外務省も対テロ戦が分かっていない

2013.1.24


 すでにアルジェリアの人質事件の記事は、海外のメディアのアフリカ関係の記事には出なくなっています。次々と様々な事件が起きるので、それらで記事が埋められているのです。残念ながら、アルジェリア軍が行った交渉や軍事作戦について、これ以上の情報は出てこないでしょう。

 BBCの記事から、目新しいものを探してみました。

 水曜日にアルジェリア国防省ははじめて、アルジェリア軍が軍事作戦で大きな損失を受けなかったと発表しました。8人の兵士が軽傷を負っただけだと同省の声明は述べました。

 日本政府は、人質をとられている他国との相談なしに武装勢力への攻撃を始めたというアルジェリアの決定に非常に批判的でした。東京のアルジェリア大使は人質事件に展開が見られたときに呼び出されました。「日本は、人質の命を危険にさらす行為について強く懸念し、アルジェリア政府が軍の救出作戦を進めたことは遺憾に思います」と先週金曜日に外務省の声明は言いました。日本はアルジェリアにガス施設の事件と国民が死亡した状況を調査するよう要請しました。「アルジェリアはできる限り協力すると約束しました」と菅義偉官房長官は言いました。

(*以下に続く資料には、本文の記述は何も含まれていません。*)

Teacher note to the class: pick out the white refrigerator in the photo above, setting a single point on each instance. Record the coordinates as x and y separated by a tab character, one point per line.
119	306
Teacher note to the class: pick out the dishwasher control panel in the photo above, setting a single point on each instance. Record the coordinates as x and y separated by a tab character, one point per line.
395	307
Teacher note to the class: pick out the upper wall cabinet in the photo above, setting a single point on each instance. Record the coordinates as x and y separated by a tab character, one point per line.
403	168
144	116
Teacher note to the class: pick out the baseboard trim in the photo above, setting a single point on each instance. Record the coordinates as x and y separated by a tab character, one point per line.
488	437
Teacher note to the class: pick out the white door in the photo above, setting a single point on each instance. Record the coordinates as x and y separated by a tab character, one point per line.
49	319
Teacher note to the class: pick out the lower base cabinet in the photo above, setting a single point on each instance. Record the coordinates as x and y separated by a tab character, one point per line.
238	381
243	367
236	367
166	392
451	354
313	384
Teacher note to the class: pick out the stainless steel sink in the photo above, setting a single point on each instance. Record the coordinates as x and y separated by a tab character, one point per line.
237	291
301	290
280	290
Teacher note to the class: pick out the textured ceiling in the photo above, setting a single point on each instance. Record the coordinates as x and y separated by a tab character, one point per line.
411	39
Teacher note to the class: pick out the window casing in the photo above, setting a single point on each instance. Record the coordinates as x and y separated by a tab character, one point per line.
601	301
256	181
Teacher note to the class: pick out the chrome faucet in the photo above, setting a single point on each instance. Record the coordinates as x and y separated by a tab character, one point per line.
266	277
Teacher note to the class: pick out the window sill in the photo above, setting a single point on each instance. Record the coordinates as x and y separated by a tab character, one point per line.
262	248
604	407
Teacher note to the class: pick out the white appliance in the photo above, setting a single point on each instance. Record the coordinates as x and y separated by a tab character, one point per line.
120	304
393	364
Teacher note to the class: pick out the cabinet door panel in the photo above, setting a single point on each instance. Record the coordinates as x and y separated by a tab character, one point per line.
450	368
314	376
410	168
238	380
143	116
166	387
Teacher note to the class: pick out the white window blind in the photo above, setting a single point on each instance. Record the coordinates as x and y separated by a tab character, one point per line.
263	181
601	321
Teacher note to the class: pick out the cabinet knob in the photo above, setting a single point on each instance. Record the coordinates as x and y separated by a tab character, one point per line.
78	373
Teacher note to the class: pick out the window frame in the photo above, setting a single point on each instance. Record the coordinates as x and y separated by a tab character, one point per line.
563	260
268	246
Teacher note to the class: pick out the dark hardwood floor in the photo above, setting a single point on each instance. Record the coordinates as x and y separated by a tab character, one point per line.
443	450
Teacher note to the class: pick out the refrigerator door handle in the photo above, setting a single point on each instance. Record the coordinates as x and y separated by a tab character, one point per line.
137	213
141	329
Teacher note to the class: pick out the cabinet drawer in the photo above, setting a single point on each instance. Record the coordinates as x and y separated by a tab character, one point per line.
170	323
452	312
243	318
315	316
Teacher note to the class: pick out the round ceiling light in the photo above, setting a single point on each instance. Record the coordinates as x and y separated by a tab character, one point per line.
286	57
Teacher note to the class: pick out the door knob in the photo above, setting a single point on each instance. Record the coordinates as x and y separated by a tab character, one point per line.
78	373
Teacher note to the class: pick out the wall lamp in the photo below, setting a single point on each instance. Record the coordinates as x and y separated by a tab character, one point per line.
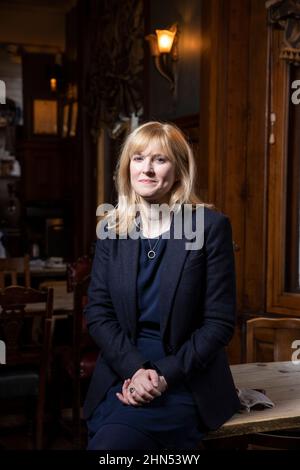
164	50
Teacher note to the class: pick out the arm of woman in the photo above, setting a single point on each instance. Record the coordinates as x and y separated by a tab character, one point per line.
219	308
117	350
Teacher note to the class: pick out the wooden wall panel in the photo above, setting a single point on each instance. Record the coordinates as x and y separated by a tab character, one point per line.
234	78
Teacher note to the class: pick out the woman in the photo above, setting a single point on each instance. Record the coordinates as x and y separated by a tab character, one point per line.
160	313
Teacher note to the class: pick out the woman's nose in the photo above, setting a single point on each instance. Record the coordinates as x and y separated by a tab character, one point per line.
148	167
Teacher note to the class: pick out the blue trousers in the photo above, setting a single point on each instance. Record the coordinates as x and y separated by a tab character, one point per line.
121	437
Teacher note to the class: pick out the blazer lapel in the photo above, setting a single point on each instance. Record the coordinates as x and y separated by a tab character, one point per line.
129	269
173	261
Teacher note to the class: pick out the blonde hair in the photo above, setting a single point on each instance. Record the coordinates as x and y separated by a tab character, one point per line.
176	148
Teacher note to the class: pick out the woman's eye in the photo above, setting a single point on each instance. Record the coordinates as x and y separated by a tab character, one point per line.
161	159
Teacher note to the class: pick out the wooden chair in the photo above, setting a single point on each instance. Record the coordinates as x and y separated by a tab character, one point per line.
77	362
270	340
12	267
25	329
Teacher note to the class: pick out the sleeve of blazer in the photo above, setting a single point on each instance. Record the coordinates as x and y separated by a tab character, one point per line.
117	350
219	309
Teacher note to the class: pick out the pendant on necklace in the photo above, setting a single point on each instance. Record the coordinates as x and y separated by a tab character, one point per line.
151	254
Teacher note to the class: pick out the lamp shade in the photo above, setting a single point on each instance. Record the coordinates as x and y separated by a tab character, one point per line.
165	40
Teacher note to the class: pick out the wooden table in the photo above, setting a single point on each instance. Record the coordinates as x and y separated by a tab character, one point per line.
281	381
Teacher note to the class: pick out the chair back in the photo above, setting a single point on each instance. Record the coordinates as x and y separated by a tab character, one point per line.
12	267
26	332
25	329
271	339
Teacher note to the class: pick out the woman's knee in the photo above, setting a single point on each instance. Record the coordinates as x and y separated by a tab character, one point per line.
121	437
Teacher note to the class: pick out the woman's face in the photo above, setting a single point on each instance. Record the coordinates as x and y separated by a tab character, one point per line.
152	174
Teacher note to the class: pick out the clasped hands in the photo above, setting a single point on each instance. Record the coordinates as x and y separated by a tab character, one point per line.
142	388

 冷酷なようでも、アフリカでは他にも沢山の暴力事件が起きており、それらの陰にガス施設の人質事件は隠れつつあります。これが戦国時代である世界の現実です。

 外務省がアルジェリア政府を批判したという話は、こういう現実を無視したもので、容認できることではありません。まして、こういうことを言う人たちが日本の安全保障政策で決定権を実質的に握っていることが問題です。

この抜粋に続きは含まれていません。